You are viewing a plain text version of this content. The canonical link for it is here.
Posted to user@flink.apache.org by Yassine MARZOUGUI <y....@mindlytix.com> on 2016/11/23 13:03:04 UTC

Sink not switched to "RUNUNG" even though a task slot is available

Hi all,

My batch job has the follwoing plan in the end (figure attached):


​
I have a total of 32 task slots, and I have set the parallelism of the last
two operators before the sink to 31. The sink parallelism is 1. The last
operator before the sink is a MapOperator, so it doesn't need to buffer all
elements before emitting the output.

Looking at the dashboard, I see that one task slot is available, but the
sink subtask stays in the state "CREATED".
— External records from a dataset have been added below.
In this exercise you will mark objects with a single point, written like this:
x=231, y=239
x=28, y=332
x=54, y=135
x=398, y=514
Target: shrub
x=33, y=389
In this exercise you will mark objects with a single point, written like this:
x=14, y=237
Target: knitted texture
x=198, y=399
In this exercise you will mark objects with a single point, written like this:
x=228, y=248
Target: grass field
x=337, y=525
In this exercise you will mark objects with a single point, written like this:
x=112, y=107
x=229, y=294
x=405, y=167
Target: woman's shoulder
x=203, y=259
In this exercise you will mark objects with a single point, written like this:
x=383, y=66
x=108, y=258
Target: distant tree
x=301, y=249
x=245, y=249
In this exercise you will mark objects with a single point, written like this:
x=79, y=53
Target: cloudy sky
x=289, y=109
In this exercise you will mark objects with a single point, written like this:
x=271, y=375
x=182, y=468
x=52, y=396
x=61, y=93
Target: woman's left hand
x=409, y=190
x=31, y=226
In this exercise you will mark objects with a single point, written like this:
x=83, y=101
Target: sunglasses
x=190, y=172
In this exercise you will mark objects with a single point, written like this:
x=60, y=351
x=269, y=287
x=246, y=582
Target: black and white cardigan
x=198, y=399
Any explanation for this behaviour? Thank you.

Best,
Yassine

Re: Sink not switched to "RUNUNG" even though a task slot is available

Posted by Yassine MARZOUGUI <y....@mindlytix.com>.
Hi Robert,

I see, so the join needs to consume all data first and process it.
In my case, I couldn't wait long because the first join quickly generated a
lot of data that can't fit in the memory or in the disk. The solution was
then to manually specify a JoinHint and broadcast the small dataset, that
way I was able to get an output of the join as soon as data is received.
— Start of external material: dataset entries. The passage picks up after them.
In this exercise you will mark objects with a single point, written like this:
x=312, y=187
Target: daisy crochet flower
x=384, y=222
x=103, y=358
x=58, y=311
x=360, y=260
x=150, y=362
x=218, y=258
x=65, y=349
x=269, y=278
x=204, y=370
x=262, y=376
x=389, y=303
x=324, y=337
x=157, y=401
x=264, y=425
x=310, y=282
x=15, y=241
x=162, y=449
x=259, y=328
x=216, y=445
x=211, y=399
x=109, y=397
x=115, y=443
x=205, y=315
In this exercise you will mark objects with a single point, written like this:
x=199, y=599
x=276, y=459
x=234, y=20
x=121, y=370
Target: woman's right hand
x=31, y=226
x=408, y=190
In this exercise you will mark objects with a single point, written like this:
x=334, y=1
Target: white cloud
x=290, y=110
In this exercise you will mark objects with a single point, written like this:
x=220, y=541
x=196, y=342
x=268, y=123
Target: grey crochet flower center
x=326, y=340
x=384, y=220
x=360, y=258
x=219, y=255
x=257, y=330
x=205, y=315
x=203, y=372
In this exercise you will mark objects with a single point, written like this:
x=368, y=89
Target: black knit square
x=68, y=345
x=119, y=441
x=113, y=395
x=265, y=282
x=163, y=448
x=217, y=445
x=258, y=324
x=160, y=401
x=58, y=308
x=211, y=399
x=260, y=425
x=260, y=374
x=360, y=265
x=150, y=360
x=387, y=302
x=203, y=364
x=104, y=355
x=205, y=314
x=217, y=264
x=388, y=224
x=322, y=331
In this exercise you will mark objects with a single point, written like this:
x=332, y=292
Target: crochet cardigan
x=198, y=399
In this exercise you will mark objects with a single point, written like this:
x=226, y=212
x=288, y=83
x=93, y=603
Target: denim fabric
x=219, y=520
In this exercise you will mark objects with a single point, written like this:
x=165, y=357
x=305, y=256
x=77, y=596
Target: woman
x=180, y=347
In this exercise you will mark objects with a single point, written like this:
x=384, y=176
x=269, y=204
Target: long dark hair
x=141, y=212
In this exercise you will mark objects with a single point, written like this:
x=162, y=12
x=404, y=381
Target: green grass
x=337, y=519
Thanks a lot for the clarification!

Best,
Yassine

2016-11-23 17:35 GMT+01:00 Robert Metzger <rm...@apache.org>:

> Hi Yassine,
>
> you don't necessarily need to set the parallelism of the last two
> operators of 31, the sink with parallelism 1 will fit still into the slots.
> A task slot can, by default, hold an entire "slice" or parallel instance
> of a job.
>
> The reason why the sink stays in state CREATE in the beginning is because
> it didn't receive any data yet. In batch mode, an operator is switching to
> RUNNING once it received the first record. In your case, there are some
> operations (reduce, join) before the sink that first need to consume all
> data and process it.
> If you wait long enough, you should see the sink to become active.
>
> Regards,
> Robert
>
>
>
> On Wed, Nov 23, 2016 at 2:03 PM, Yassine MARZOUGUI <
> y.marzougui@mindlytix.com> wrote:
>
>> Hi all,
>>
>> My batch job has the follwoing plan in the end (figure attached):
>>
>>
>> ​
>> I have a total of 32 task slots, and I have set the parallelism of the
>> last two operators before the sink to 31. The sink parallelism is 1. The
>> last operator before the sink is a MapOperator, so it doesn't need to
>> buffer all elements before emitting the output.
>>
>> Looking at the dashboard, I see that one task slot is available, but the
>> sink subtask stays in the state "CREATED".
>>
>> Any explanation for this behaviour? Thank you.
>>
>> Best,
>> Yassine
>>
>
>

Re: Sink not switched to "RUNUNG" even though a task slot is available

Posted by Robert Metzger <rm...@apache.org>.
Hi Yassine,

you don't necessarily need to set the parallelism of the last two operators
of 31, the sink with parallelism 1 will fit still into the slots.
A task slot can, by default, hold an entire "slice" or parallel instance of
a job.

The reason why the sink stays in state CREATE in the beginning is because
it didn't receive any data yet. In batch mode, an operator is switching to
RUNNING once it received the first record. In your case, there are some
operations (reduce, join) before the sink that first need to consume all
data and process it.
If you wait long enough, you should see the sink to become active.

Regards,
Robert



On Wed, Nov 23, 2016 at 2:03 PM, Yassine MARZOUGUI <
y.marzougui@mindlytix.com> wrote:

> Hi all,
>
> My batch job has the follwoing plan in the end (figure attached):
>
>
> ​
> I have a total of 32 task slots, and I have set the parallelism of the
> last two operators before the sink to 31. The sink parallelism is 1. The
> last operator before the sink is a MapOperator, so it doesn't need to
> buffer all elements before emitting the output.
>
> Looking at the dashboard, I see that one task slot is available, but the
> sink subtask stays in the state "CREATED".
>
> Any explanation for this behaviour? Thank you.
>
> Best,
> Yassine
>